Serena

Within the opening minutes of Serena, director Susanne Bier warns us about what’s to come over the next two hours. While working on the land in which he runs his lumber empire, George Pemberton (Bradley Cooper) witnesses a series of events in which a loose wire snaps, causing the death of one man and the injuring of another, which in turn risks a train potentially going off the rails or, even worse, smashing into another train and killing the injured man. Luckily, Permberton is able to stop the train before it causes a larger incident, yet Cooper and co-star Jennifer Lawrence, despite their considerable chemistry, aren’t able to stop the film itself from becoming a full-blown train wreck.

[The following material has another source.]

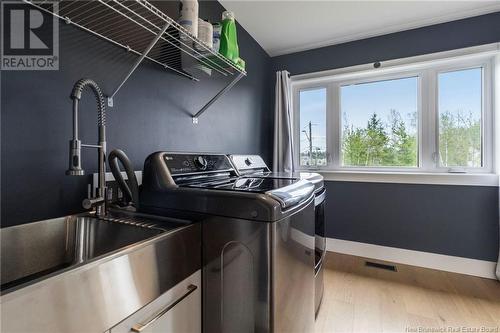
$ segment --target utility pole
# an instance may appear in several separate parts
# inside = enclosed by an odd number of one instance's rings
[[[307,141],[309,141],[309,163],[310,165],[312,165],[312,157],[313,157],[313,154],[312,154],[312,127],[313,125],[317,125],[317,124],[313,124],[311,121],[309,121],[309,123],[306,125],[307,127],[307,130],[302,130],[302,133],[304,133],[306,135],[306,138],[307,138]]]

Adapted from Ron Rash’s 2008 novel of the same name, Serena joins Pemberton as he’s trying to keep his struggling North Carolina business from going under following the recent Depression. While in the city to negotiate a loan in order to do so, he meets the troubled Serena Shaw (Lawrence), the only survivor of a fire at her family’s timber camp years earlier. After Pemberton simply rides up to Shaw on a horse and suggests they get married, the two quickly wed and return to Pemberton’s land.

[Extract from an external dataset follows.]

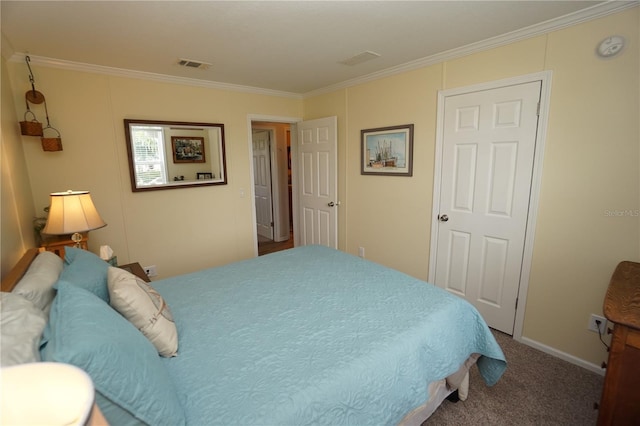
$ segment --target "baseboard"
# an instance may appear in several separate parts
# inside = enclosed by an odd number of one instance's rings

Upon arriving, Shaw becomes a partner in her husband’s business, much to the chagrin of Pemberton’s right-hand-man Buchanan (Tinker Tailor Soldier Spy’s David Dencik), who may be harboring romantic tendencies toward his boss. Buchanan’s jealousy is only one problem caused by Shaw’s newfound position in both Pemberton’s business and life—he must also face jealousy over a baby he fathered with a nearby woman (Ana Ularu), as well as difficulties in trying to keep the local sheriff (Toby Jones) from taking over his land and transforming the whole area into a national park.

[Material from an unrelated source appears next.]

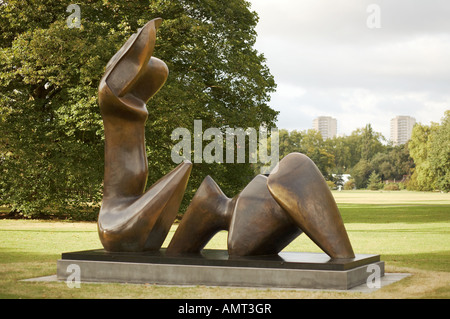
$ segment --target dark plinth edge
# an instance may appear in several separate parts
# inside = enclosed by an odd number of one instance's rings
[[[63,253],[63,260],[131,262],[148,264],[281,268],[312,270],[350,270],[380,261],[380,255],[357,254],[351,259],[331,259],[324,253],[280,252],[278,255],[230,257],[226,250],[204,249],[200,255],[166,256],[165,249],[154,252],[107,252],[94,249]]]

More than the absurd machinations of plot or the rekindling of the dynamic between its two leads, history will likely remember Serena for the many struggles it took to complete. Filmed after Cooper and Lawrence’s first collaboration on Silver Lining’s Playbook (2012) and before their Oscar nominated American Hustle (2013), Serena required 18 months of editing, shifting hands between distributors after years of languishing in purgatory without seeing the light of day. What remains in 2015 is a strangely edited, weirdly paced and increasingly odd story that feels so removed from its origins it’s practically absent of any real purpose.